The lack of action by the police has emboldened the people.
“Health, transportation, livelihoods and employment issues have hit the transgender (community) hard. Most of the time, they remained confined to their homes, located inside the city,” he says.
There are no data regarding the number of transgender in the country because the government doesn’t take them seriously, he says.
In May 2023, the Federal Shariat Court (FSC) dealt a severe blow when it suspended the implementation rules of the Protection of Transgender Persons Protection of Rights Act.
Farzana Jan, president of TransAction Alliance, says that FSC’s declaration that individuals cannot alter their gender at their own discretion, asserting that specific clauses within the Transgender Persons (Protection of Rights) Act, 2018 contradict Islamic law, has disappointed us.
The FSC declared un-Islamic sections 3 and 7 and two sub-sections of Section 2 of the Transgender Persons (Protection of Rights) Act, 2018, five years after the law was passed, the FSC rolled back key provisions granting rights to Pakistan’s transgender community.
Some right-wing political parties had previously voiced concerns over the bill as a promoter of “homosexuality,” leading to “new social problems”.
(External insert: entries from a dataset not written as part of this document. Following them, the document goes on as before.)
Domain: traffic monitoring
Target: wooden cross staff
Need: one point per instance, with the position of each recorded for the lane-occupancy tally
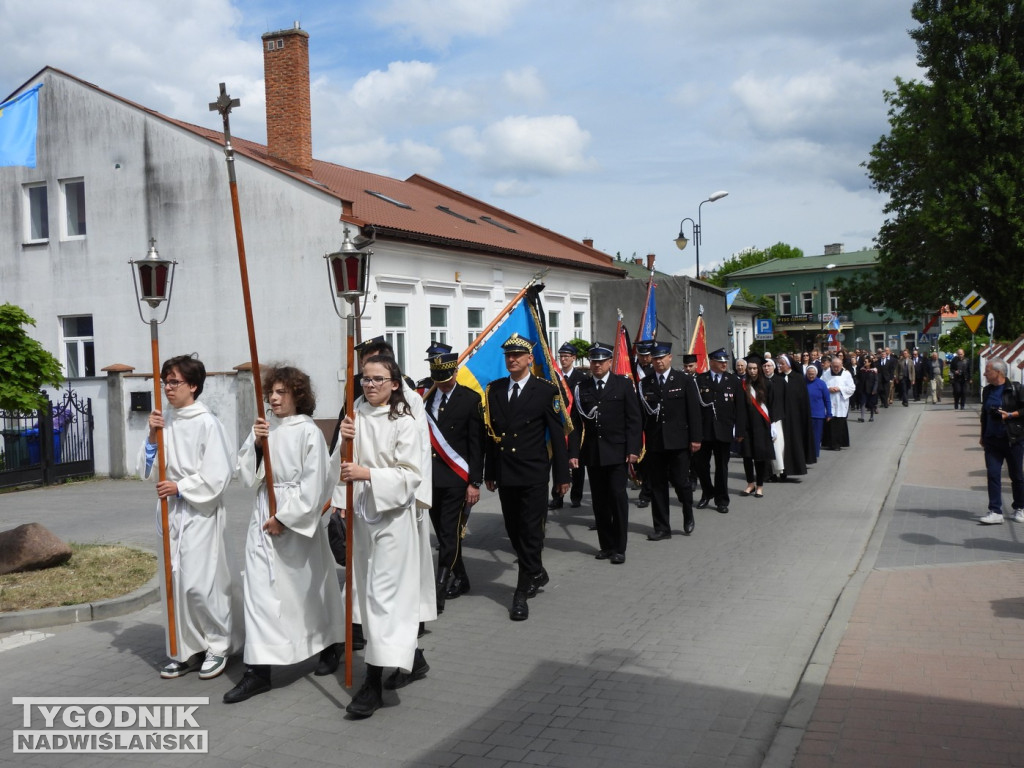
(223, 104)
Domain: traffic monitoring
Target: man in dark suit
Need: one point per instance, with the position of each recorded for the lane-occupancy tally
(573, 376)
(455, 414)
(673, 431)
(520, 412)
(611, 436)
(724, 416)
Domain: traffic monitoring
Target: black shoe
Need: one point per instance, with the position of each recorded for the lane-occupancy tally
(330, 658)
(458, 586)
(367, 700)
(250, 685)
(520, 609)
(399, 679)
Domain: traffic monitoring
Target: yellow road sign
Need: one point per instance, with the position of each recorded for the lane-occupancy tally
(973, 322)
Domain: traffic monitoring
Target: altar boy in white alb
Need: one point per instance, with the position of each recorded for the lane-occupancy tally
(293, 604)
(200, 463)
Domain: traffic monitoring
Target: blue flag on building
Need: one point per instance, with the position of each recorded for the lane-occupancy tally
(18, 125)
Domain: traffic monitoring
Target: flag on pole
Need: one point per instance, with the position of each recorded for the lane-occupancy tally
(698, 345)
(487, 360)
(18, 126)
(648, 323)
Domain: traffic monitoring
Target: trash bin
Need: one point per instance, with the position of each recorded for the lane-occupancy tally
(15, 445)
(34, 445)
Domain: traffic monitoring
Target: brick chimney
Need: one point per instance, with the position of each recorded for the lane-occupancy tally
(286, 73)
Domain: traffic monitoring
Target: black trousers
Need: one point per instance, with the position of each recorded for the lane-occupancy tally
(719, 489)
(666, 467)
(611, 506)
(448, 513)
(524, 509)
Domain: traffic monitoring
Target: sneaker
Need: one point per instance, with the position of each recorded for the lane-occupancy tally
(177, 669)
(213, 666)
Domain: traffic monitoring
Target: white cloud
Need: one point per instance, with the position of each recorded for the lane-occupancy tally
(524, 84)
(551, 145)
(436, 23)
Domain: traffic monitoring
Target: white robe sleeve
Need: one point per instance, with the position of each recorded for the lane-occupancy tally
(204, 486)
(393, 487)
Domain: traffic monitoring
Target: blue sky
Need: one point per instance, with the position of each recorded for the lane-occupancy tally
(602, 119)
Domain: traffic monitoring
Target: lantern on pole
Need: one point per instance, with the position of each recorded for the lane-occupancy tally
(348, 272)
(154, 279)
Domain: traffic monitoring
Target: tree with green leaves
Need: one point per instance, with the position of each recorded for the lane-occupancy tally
(751, 257)
(25, 365)
(952, 166)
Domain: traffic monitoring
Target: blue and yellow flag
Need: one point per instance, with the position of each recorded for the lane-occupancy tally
(18, 125)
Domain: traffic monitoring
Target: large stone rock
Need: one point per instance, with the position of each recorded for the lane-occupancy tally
(31, 547)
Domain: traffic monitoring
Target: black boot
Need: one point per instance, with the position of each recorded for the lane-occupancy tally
(441, 588)
(399, 679)
(370, 697)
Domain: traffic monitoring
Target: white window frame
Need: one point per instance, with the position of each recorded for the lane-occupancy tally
(807, 302)
(66, 210)
(438, 332)
(579, 318)
(397, 335)
(78, 348)
(30, 218)
(473, 329)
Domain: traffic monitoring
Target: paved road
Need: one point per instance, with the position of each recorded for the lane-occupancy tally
(689, 654)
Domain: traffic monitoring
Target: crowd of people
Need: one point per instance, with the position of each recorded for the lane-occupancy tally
(420, 457)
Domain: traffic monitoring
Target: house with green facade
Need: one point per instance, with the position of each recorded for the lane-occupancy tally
(807, 301)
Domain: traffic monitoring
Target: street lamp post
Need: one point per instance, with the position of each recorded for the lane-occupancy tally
(681, 241)
(348, 272)
(154, 279)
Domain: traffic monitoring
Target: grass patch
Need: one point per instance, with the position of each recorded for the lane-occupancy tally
(95, 571)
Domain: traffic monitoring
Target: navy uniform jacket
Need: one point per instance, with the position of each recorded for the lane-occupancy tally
(678, 424)
(611, 421)
(723, 407)
(517, 449)
(462, 425)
The Transgender Persons (Protection of Rights) Act, 2018, is against the injunctions of Islam as laid down in the Holy Quran and Sunnah of the Holy Prophet (PBUH) and will cease to have any legal effect immediately, the verdict stated.
Amnesty International said the verdict was a blow to the rights of the already beleaguered group of transgender and gender-diverse people in Pakistan. It said some of the FSC’s observations were based on presumptive scenarios rather than empirical evidence. The denial of essential rights of transgender and gender-diverse persons should not be guided by assumptions rooted in prejudice, fear and discrimination, AI said.
“Any steps taken by the government of Pakistan to deny transgender and gender-diverse people the right to gender identity is in contravention of their obligations under international human rights law, namely the International Covenant on Civil and Political Rights (ICCPR) and the Convention on the Elimination of All Forms of Discrimination against Women (CEDAW) to which they are a state party,” it said.
The government should take immediate steps to stop the reversal of essential protections, without which transgender and gender-diverse people will be even more at risk of harassment, discrimination and violence, AI added.
On July 12, 2023, transgender representatives from all provinces held a press conference at Lahore Press Club, where they vehemently condemned the recent decision by the FSC against the Transgender Persons (Protection of Rights) Act, 2018.
Arzoo Bibi, who was at a press conference, said it was time to stand united for justice and equality.
“Militants don’t threaten us, but our biggest concern is the attitude of the society and police,” said Arzoo.